Comparative Example 2 A lead frame similar to that of the example was prepared except that the thickness of the die pad was 150 μm, which was the same as that of the terminal portion, and a resin-sealed semiconductor device was prepared using this lead frame. The back surface of the die pad of the resin-encapsulated semiconductor device manufactured in this manner was exposed to the outside and was flush with the external terminal surface. This resin-encapsulated semiconductor device is mounted on a circuit board without using solder balls as in the embodiment (LGA: Land Gri)
d Array). However, when the application amount of the cream solder on the circuit board side was set to be 150 μm, a solder bridge occurred between the external terminal and the rear surface of the die pad.

[0039]

As described above in detail, according to the present invention, the occupancy of the semiconductor element is increased, the size of the semiconductor element can be reduced, and the mounting density on the circuit board can be improved.
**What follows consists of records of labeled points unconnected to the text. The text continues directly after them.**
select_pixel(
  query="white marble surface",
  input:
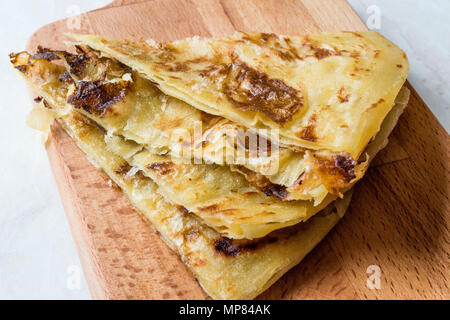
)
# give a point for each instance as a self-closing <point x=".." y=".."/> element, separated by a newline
<point x="37" y="254"/>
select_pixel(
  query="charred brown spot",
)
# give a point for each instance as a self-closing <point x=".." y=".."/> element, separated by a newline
<point x="77" y="63"/>
<point x="96" y="97"/>
<point x="263" y="184"/>
<point x="66" y="77"/>
<point x="346" y="166"/>
<point x="45" y="54"/>
<point x="276" y="190"/>
<point x="214" y="71"/>
<point x="183" y="209"/>
<point x="179" y="67"/>
<point x="321" y="53"/>
<point x="308" y="132"/>
<point x="213" y="207"/>
<point x="251" y="90"/>
<point x="233" y="247"/>
<point x="374" y="105"/>
<point x="162" y="168"/>
<point x="124" y="169"/>
<point x="339" y="167"/>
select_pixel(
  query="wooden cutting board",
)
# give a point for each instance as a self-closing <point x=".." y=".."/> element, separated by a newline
<point x="398" y="220"/>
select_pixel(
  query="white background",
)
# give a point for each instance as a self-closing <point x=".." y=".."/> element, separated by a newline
<point x="37" y="254"/>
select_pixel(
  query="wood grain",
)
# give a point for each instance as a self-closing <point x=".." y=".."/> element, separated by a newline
<point x="398" y="220"/>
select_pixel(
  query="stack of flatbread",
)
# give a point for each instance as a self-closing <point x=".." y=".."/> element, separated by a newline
<point x="241" y="151"/>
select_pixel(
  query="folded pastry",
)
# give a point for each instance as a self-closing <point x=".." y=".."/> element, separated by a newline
<point x="161" y="119"/>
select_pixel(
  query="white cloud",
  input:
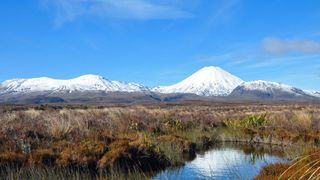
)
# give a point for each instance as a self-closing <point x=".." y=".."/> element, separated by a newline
<point x="275" y="46"/>
<point x="69" y="10"/>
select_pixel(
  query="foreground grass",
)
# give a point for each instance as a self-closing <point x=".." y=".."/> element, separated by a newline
<point x="94" y="141"/>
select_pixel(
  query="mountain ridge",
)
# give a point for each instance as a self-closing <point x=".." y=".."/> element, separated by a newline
<point x="207" y="82"/>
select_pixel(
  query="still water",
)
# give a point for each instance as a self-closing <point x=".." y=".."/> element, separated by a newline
<point x="227" y="161"/>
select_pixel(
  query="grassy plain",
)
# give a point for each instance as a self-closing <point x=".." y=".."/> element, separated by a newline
<point x="135" y="141"/>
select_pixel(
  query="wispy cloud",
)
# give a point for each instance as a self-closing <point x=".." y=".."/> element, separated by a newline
<point x="69" y="10"/>
<point x="276" y="46"/>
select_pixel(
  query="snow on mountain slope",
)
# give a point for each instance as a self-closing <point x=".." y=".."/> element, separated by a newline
<point x="267" y="89"/>
<point x="313" y="93"/>
<point x="82" y="83"/>
<point x="208" y="81"/>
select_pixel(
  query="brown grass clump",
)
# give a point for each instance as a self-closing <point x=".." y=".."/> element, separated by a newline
<point x="12" y="159"/>
<point x="185" y="145"/>
<point x="125" y="155"/>
<point x="272" y="172"/>
<point x="142" y="135"/>
<point x="43" y="157"/>
<point x="305" y="167"/>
Has a concave shape with respect to the surface of the external terminal, so that an LGA (Land Gri)
d Array), when mounting a resin-sealed semiconductor device on a circuit board, the die pad is prevented from coming into contact with the circuit board, etc., and it is not necessary to control the mounting height to a high degree, and the mountability is greatly improved. I do. Further, since the heat in the semiconductor device is effectively released from the back surface of the die pad, the semiconductor device has high reliability even in the case where the number of terminals (pins) is increased due to high integration and high functionality of the semiconductor device.
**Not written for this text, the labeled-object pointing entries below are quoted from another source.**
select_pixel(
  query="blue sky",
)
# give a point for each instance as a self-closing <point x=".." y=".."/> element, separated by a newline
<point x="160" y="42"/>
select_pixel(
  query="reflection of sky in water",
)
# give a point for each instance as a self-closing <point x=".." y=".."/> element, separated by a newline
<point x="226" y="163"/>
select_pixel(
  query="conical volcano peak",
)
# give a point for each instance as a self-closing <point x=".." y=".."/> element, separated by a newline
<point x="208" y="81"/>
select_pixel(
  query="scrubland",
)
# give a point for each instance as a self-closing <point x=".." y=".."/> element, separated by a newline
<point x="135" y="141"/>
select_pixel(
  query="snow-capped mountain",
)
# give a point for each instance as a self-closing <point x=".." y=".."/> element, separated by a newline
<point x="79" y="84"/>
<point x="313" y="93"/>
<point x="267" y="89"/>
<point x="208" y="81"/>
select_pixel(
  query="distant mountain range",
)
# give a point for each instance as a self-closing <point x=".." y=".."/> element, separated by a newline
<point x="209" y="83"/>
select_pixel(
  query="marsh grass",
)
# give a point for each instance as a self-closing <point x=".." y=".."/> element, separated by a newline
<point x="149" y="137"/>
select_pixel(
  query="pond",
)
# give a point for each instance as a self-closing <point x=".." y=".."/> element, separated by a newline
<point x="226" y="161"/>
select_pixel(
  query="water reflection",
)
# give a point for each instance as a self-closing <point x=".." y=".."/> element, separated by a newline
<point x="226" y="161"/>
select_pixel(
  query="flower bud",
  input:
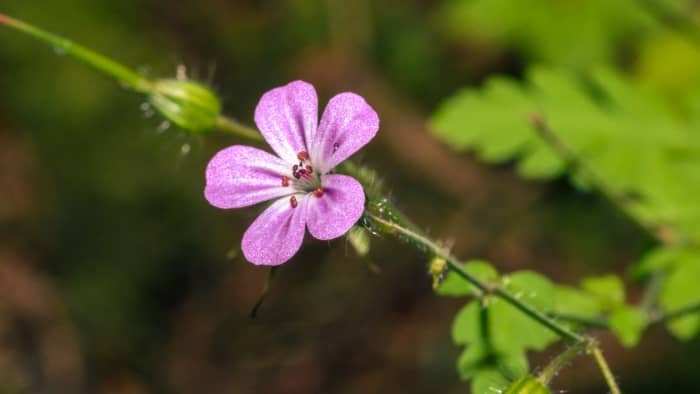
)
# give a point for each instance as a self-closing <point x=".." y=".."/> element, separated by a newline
<point x="187" y="104"/>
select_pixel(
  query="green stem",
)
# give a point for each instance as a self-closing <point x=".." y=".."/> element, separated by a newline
<point x="458" y="268"/>
<point x="559" y="362"/>
<point x="604" y="368"/>
<point x="126" y="76"/>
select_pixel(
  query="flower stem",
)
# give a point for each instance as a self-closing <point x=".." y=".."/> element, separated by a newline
<point x="604" y="368"/>
<point x="124" y="75"/>
<point x="560" y="361"/>
<point x="458" y="268"/>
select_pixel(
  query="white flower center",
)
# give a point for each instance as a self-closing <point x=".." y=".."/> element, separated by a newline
<point x="304" y="178"/>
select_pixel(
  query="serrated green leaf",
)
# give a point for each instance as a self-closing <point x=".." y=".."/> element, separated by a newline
<point x="627" y="323"/>
<point x="496" y="376"/>
<point x="608" y="289"/>
<point x="601" y="118"/>
<point x="455" y="286"/>
<point x="681" y="290"/>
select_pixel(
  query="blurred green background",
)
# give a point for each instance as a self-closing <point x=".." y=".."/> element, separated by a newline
<point x="116" y="276"/>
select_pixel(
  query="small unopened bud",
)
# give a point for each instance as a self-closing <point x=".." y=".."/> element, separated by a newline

[Brief description of the drawings]

FIG. 1 is a plan view showing one embodiment of a lead frame of the present invention.

FIG. 2 is a longitudinal sectional view taken along line AA of the lead frame shown in FIG.

FIG. 3 is a longitudinal sectional view showing another embodiment of the lead frame of the present invention.

FIG. 4 is a process chart showing an example of the production of the resin-sealed semiconductor device of the present invention.

FIG. 5 is a process chart showing an example of manufacturing the resin-sealed semiconductor device of the present invention.

[Explanation of symbols]

 DESCRIPTION OF SYMBOLS 1 ... Resin sealing type semiconductor device 2 ... Die pad 2b ... Die pad back surface 4 ... Terminal part 4A ... Internal terminal 4B ... External terminal 8 ... Semiconductor element 8a ... Terminal 9 ... Wire 10 ... Sealing member 11 ... External electrode

──────────────────────────────────────────────────続 き Continued on the front page (51) Int.Cl. ⁷ Identification symbol FI Theme coat ゛ (Reference) // H01L 23/12 H01L 23/12 L F term (Reference) 4M109 AA01 BA01 CA21 DA04 DA09 DA10 DB03 FA04 5F061 AA01 BA01 CA21 DA06 DD12 5F067 AA01 AA13 AB04 BB01 BC07 BC12 BD05 BE00 DA16 DF03 EA04

Claims (3)

[Claims] A plurality of terminal portions having an internal terminal on a front surface side and an external terminal on a back surface integrated front and back are two-dimensionally and electrically independent from each other in a substantially one plane. In the resin-encapsulated semiconductor device in which the terminals and the terminals of the semiconductor element are electrically connected by wires, and the entirety of the external terminals of each terminal portion is resin-encapsulated so as to expose a part of the external terminals, A die pad is electrically independently arranged at a substantially central portion of a plane in which the terminal portions are two-dimensionally arranged, the semiconductor element is mounted on a surface of the die pad, and a back surface of the die pad is formed on a surface of the external terminal. A resin-sealed semiconductor device, which is exposed to the outside so as to form a recess. 2. The resin encapsulation according to claim 1, wherein the die pad is thinner than the terminal portion, and has a surface substantially flush with a surface of an internal terminal of the terminal portion. Type semiconductor device. 3. The resin-encapsulated semiconductor device according to claim 1, further comprising an external electrode made of solder on a surface of the external terminal exposed to the outside.